An Empath who is able to talk someone through when they are going through a difficult time, they are still every bit the Empath of the Guild as the Field Medic and the Empath who pulls double-shifts in the Infirmary.

The Empath who goes onto become a loving father, a simply uses his unique talents to do the best he can in helping his children grow up. The only healing he might EVER do is heal his five year old's scraped knee. He is still every bit the Empath as well.

An Empath who uses her knowledge of the scope of mankind's emotions to help a Bard bring it out in his music, music which may then go on to touch the hearts of a small village... Definitely still an Empath.

There are no limitations.



Kinsmen, Steel, Stone.
http://www.geocities.com/staanstok

RL/IG Calendar 2004 http://www.geocities.com/staanstok/DRCalendar2004.htm
Reply
Re: Dear Abbey: Am I the only one? 07/25/2004 06:30 PM CDT
Cayene, You're not the only person who plays an alterna-empath. Here's a (hopefully somewhat brief) description of Cormyss.

A year or so ago I started him as the traditional huggy, fluffy, heal-hound empath. This, I felt, did not do justice to the depth of this character. I experimented with him a while and tried my hand in everything but just settled in making him a raging alcoholic/womanizer. I then stopped playing for a number of months.
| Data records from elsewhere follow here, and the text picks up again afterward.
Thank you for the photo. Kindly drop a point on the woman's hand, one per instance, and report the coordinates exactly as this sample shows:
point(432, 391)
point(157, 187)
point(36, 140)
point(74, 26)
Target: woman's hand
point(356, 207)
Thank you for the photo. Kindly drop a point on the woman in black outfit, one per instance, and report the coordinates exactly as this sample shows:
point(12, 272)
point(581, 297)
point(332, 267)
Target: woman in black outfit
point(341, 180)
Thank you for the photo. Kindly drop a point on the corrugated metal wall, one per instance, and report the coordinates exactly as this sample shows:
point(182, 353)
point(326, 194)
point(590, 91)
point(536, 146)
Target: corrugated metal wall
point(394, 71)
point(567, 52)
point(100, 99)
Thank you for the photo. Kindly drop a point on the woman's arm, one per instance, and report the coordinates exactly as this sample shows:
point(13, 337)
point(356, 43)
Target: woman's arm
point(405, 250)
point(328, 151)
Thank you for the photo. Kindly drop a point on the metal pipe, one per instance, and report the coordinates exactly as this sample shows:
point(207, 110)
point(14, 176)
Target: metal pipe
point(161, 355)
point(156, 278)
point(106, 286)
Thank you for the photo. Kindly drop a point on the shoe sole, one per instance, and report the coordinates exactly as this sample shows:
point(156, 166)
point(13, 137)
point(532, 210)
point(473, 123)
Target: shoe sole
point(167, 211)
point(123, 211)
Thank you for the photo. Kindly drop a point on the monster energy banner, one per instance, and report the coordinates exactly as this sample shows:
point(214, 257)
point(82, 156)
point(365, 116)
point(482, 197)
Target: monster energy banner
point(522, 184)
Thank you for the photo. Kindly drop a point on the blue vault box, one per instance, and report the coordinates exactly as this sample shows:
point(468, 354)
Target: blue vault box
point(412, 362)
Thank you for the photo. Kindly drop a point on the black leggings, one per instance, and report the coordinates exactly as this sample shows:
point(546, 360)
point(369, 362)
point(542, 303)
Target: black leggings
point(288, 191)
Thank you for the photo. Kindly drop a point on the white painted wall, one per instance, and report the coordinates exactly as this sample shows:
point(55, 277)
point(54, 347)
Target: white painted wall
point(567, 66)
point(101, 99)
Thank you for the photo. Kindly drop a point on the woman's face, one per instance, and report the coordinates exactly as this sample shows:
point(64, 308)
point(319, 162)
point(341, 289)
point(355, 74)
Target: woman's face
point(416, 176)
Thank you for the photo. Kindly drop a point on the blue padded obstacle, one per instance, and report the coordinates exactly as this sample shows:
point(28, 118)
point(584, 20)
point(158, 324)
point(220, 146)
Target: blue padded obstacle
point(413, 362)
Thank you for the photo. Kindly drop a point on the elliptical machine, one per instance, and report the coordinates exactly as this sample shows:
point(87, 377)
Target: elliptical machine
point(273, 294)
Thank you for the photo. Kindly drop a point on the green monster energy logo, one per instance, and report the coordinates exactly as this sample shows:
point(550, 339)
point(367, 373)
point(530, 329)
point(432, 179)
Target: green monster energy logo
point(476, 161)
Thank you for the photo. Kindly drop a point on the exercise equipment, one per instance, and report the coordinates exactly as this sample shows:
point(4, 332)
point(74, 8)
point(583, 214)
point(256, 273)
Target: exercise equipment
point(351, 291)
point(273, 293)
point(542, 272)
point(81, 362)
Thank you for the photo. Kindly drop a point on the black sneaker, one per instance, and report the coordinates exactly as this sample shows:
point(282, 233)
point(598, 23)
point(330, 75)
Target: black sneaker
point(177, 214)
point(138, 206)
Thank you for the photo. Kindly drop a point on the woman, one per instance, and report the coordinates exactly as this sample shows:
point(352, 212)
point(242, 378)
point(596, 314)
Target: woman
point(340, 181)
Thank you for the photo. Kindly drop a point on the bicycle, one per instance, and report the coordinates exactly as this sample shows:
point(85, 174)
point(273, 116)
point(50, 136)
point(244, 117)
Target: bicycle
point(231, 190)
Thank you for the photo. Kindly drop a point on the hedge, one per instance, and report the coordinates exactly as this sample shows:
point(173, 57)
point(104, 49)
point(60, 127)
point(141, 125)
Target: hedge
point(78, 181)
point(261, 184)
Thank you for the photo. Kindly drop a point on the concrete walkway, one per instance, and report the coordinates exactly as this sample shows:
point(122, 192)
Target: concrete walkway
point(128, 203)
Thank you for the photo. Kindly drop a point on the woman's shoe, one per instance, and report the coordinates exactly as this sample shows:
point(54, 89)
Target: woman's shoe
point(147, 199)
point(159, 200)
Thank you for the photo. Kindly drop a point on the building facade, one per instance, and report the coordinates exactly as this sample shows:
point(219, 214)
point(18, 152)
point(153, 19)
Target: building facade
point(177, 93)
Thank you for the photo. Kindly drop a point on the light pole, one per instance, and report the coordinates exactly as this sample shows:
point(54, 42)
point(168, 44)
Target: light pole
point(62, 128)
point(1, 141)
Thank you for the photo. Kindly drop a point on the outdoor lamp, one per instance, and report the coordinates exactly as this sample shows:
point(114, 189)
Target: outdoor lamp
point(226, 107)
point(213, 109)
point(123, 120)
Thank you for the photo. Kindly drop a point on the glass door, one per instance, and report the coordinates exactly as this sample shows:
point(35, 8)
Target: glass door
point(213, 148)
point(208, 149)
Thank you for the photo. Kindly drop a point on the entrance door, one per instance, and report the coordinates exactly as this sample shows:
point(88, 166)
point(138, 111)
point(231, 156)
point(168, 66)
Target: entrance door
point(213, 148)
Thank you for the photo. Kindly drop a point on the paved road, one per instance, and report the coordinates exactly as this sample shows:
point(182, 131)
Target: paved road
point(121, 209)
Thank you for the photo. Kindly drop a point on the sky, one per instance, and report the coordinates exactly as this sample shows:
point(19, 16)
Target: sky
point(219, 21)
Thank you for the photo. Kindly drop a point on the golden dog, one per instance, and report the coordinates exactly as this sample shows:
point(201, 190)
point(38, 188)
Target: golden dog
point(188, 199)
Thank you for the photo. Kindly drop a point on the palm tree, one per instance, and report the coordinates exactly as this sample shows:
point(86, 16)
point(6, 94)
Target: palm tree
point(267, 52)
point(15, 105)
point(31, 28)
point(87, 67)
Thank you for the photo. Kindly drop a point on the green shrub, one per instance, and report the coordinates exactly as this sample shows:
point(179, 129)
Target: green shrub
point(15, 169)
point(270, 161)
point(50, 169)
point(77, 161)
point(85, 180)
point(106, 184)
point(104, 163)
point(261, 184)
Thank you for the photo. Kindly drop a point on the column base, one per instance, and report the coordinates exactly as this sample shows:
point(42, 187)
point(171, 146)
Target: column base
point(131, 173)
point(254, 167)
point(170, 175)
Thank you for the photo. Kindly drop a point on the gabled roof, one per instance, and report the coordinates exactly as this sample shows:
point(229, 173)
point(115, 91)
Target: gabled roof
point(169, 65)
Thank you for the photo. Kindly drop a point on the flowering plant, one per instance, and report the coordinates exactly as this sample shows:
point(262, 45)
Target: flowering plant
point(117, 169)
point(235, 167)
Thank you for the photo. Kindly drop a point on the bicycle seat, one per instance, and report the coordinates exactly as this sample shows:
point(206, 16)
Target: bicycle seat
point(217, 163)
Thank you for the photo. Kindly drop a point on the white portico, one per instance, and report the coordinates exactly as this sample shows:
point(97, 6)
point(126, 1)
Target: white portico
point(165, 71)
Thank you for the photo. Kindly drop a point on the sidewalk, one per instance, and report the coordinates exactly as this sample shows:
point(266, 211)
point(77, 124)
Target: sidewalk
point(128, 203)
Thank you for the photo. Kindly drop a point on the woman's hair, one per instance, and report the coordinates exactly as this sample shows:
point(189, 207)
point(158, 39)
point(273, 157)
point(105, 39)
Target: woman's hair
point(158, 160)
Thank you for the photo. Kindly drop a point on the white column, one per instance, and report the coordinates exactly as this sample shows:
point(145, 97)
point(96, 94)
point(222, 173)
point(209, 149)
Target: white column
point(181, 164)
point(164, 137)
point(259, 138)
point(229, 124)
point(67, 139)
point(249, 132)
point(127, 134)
Coming back I knew exactly the personality I would go with, and have stuck with since. After seeing a vision in a drunken stupor, Cormyss completely sobered up and straightened up. He views himself as the champion of the marriage between Kertigen and Hodierna. Crafts are his calling and passion. His devotion to Kertigen leads him to forge and tan, while he is an alchemist for Hodierna's honor. Only when he feels there is a dearth in his devotion to Hodierna will he heal, and even at that point he rarely works with anything less than life-threatening situations.

I'm now trying to figure out a bunch of devotional things he does on a regular basis. If anyone's got some interesting ideas, I'd like to hear 'em.

ave atque vale

Cormyss Joxemburg
Reply
Re: Dear Abbey: Am I the only one? 07/26/2004 06:49 AM CDT
nice post Lyathe, I agree 100%...

Kythryn
Reply
Re: Dear Abbey: Am I the only one? 07/26/2004 08:24 AM CDT
"and Souv you haven't lived until you have shock 1 or 2 or 130 times."
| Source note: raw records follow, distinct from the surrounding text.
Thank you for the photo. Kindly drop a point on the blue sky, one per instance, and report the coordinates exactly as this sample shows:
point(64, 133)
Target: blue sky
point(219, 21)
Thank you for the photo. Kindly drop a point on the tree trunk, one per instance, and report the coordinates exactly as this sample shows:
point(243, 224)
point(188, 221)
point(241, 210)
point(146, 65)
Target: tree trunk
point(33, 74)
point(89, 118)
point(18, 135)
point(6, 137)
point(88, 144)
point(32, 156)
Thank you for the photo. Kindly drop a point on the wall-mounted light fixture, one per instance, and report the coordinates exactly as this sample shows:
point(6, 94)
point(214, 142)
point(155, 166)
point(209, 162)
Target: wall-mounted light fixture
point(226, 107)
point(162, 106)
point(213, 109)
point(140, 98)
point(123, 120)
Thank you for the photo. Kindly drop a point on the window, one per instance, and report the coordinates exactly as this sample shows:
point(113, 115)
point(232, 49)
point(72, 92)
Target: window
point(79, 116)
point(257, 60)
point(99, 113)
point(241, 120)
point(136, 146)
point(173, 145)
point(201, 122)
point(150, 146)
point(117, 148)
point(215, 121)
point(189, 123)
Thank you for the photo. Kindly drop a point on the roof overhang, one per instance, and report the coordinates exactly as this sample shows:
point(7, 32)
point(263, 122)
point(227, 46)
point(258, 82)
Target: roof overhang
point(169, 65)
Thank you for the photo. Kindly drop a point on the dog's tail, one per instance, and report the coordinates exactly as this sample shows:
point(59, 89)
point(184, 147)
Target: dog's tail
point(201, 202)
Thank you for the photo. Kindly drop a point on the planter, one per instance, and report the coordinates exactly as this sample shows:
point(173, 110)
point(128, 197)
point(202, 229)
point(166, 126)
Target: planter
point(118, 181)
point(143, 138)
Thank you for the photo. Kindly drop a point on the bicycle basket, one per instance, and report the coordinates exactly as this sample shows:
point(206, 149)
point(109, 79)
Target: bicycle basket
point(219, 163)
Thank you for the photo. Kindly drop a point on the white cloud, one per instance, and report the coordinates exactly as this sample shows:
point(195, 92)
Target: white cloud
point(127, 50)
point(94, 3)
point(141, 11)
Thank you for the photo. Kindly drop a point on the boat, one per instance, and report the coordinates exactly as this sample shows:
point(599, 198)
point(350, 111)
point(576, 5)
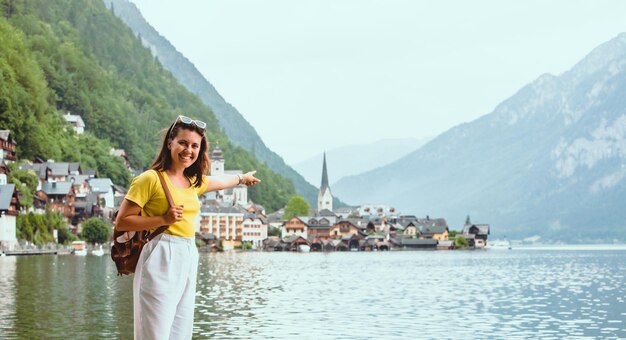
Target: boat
point(498, 244)
point(98, 252)
point(79, 248)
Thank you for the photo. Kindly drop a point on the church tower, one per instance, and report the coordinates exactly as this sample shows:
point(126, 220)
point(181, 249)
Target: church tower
point(324, 197)
point(217, 162)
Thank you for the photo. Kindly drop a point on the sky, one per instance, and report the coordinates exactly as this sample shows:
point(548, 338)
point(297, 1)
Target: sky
point(315, 75)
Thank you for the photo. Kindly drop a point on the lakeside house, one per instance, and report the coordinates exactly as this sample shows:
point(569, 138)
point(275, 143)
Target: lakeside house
point(9, 209)
point(7, 147)
point(227, 220)
point(476, 234)
point(75, 122)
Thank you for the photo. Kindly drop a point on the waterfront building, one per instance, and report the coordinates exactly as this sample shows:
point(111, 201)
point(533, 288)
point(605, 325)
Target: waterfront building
point(344, 228)
point(223, 221)
point(324, 197)
point(476, 234)
point(7, 147)
point(377, 210)
point(411, 229)
point(253, 230)
point(345, 212)
point(9, 209)
point(295, 226)
point(437, 232)
point(75, 122)
point(59, 196)
point(235, 195)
Thanks Cayene, I'll get right on that... Shock for souv isn't that far away at this point


Souv

manipulate friendship maid
>
A bar maid is not interested in your manipulations at this time. Perhaps later...
Reply
Re: Dear Abbey: Am I the only one? 07/26/2004 12:42 PM CDT
>>Dekk's Post<<

I was not bashin you, merely pointing stuff out, no be mad at Maxx, he thinks yer funny.





Maxxwel, druken babbling empath at large.